Doug Band raconte également avoir personnellement servi d'intermédiaire principal pour toutes les activités privées de Bill Clinton, qui lui ont rapporté des dizaines de millions de dollars depuis son départ de la Maison-Blanche en 2001, dont des services de conseil et des conférences rémunérées.

«Nous avons également sollicité et obtenu, au besoin, des services en nature pour le président et sa famille - pour ses déplacements personnels, son hébergement, ses vacances et autres», écrit-il aussi.

Il estime avoir ainsi rapporté à Bill Clinton personnellement plus de 50 millions $, ainsi que 66 millions $ en contrats futurs.

La note, dont l'authenticité n'a été ni confirmée ni démentie par l'entourage de Mme Clinton, a été piratée du compte Gmail de John Podesta, ancien secrétaire général de la Maison-Blanche sous le président Clinton et actuel président de l'équipe de campagne d'Hillary Clinton.

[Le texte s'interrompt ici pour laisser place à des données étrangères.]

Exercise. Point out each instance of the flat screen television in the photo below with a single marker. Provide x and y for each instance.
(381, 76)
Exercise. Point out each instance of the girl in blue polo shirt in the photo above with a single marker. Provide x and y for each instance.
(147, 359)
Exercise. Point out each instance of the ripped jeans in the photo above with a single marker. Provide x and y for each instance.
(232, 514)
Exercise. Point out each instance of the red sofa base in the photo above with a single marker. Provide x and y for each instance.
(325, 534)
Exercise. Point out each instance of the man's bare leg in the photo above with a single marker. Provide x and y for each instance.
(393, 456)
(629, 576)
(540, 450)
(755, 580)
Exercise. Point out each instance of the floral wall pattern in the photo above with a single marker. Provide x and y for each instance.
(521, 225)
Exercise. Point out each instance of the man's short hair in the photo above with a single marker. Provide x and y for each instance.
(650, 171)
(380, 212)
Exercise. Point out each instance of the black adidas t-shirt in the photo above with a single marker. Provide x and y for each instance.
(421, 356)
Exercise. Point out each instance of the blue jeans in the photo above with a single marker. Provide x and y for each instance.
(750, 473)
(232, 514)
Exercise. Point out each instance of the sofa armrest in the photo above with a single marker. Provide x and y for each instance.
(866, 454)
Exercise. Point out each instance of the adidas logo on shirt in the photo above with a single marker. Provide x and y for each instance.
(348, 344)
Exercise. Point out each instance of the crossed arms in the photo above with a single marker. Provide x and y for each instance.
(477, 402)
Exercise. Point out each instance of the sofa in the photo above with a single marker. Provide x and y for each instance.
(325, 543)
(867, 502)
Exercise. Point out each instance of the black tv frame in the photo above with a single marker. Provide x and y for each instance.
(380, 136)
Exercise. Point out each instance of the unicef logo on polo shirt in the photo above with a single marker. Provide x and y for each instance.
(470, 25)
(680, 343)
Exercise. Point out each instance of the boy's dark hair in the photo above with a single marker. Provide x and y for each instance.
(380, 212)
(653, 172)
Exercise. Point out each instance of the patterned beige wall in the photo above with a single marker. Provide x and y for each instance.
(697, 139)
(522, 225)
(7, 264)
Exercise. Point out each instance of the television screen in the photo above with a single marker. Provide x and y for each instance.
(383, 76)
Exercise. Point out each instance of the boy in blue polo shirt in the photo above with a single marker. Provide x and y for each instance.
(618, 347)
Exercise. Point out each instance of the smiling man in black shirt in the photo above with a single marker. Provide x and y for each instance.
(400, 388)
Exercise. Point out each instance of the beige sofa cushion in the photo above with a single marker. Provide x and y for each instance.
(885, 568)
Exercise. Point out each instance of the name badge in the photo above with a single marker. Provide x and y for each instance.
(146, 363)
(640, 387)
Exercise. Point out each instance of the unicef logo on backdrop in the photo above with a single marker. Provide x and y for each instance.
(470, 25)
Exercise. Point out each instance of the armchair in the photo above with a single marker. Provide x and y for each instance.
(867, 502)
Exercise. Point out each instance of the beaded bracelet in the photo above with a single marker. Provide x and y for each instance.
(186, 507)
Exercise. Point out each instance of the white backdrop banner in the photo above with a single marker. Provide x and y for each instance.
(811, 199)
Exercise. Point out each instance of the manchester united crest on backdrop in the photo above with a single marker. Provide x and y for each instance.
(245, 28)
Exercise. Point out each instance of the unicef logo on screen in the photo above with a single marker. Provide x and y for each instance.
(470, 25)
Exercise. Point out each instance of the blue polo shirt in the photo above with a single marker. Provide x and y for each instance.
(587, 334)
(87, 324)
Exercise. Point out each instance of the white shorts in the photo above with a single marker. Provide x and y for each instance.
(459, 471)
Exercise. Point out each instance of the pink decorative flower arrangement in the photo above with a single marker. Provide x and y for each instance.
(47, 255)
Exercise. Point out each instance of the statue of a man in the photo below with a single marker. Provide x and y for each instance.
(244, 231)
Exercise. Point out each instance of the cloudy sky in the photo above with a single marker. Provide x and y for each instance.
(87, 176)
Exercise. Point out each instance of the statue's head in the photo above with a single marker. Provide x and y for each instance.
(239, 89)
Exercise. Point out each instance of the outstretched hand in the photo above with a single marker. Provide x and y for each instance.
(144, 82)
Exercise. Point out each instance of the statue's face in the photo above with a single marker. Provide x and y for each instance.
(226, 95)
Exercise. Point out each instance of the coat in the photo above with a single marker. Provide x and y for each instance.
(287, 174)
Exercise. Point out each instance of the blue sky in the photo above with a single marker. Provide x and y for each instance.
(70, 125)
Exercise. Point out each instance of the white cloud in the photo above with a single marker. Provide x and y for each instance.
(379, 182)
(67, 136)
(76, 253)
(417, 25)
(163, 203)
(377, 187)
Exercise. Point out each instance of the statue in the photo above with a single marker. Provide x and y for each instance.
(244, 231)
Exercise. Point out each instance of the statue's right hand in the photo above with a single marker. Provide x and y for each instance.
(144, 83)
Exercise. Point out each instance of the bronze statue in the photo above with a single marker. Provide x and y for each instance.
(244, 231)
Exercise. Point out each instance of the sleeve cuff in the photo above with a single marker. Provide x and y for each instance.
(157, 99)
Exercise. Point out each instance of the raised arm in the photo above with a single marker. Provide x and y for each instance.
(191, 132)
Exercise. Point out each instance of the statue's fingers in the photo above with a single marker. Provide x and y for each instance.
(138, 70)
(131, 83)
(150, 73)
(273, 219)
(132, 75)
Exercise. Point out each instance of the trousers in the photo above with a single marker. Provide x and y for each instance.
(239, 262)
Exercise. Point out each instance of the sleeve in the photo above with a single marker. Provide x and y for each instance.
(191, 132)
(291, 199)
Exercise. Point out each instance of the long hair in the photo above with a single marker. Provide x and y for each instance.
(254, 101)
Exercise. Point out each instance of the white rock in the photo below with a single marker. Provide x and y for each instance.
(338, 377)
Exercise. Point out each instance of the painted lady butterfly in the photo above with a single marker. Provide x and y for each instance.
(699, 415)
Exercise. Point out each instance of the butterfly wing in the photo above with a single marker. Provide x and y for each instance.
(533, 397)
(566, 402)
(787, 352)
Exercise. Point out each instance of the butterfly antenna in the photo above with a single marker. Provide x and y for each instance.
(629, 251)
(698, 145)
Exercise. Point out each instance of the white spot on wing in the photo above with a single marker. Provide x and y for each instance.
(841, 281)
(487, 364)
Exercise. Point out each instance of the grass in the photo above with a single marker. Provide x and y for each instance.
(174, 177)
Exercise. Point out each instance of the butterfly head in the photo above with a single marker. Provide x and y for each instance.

À l'époque, il était alors temporairement conseiller à la fondation.

Conflits d'intérêts

La note en elle-même n'évoque pas Hillary Clinton.

Mais elle lève un coin de voile sur les méandres de conflits d'intérêts entourant les activités de Bill Clinton, à la fois président d'une grande organisation caritative levant des fonds auprès de grandes entreprises et d'États étrangers, mari de la chef de la diplomatie de 2009 à 2013, et mari de la possible prochaine présidente américaine.

D'autres messages montrent le malaise de l'équipe de campagne d'Hillary Clinton face à ces activités.

En janvier 2015, son directeur de campagne, Robby Mook, s'interroge ainsi sur l'engagement de Mme Clinton à participer à une conférence de la fondation au Maroc quelques mois plus tard, en pleine campagne électorale. «Le roi a personnellement promis 12 millions de dollars pour la (fondation) et pour soutenir la réunion», justifie Huma Abedin, fidèle de Mme Clinton. «Elle s'est mise toute seule dans le pétrin, et elle le sait». In fine, seuls Bill et Chelsea Clinton participèrent à cette réunion.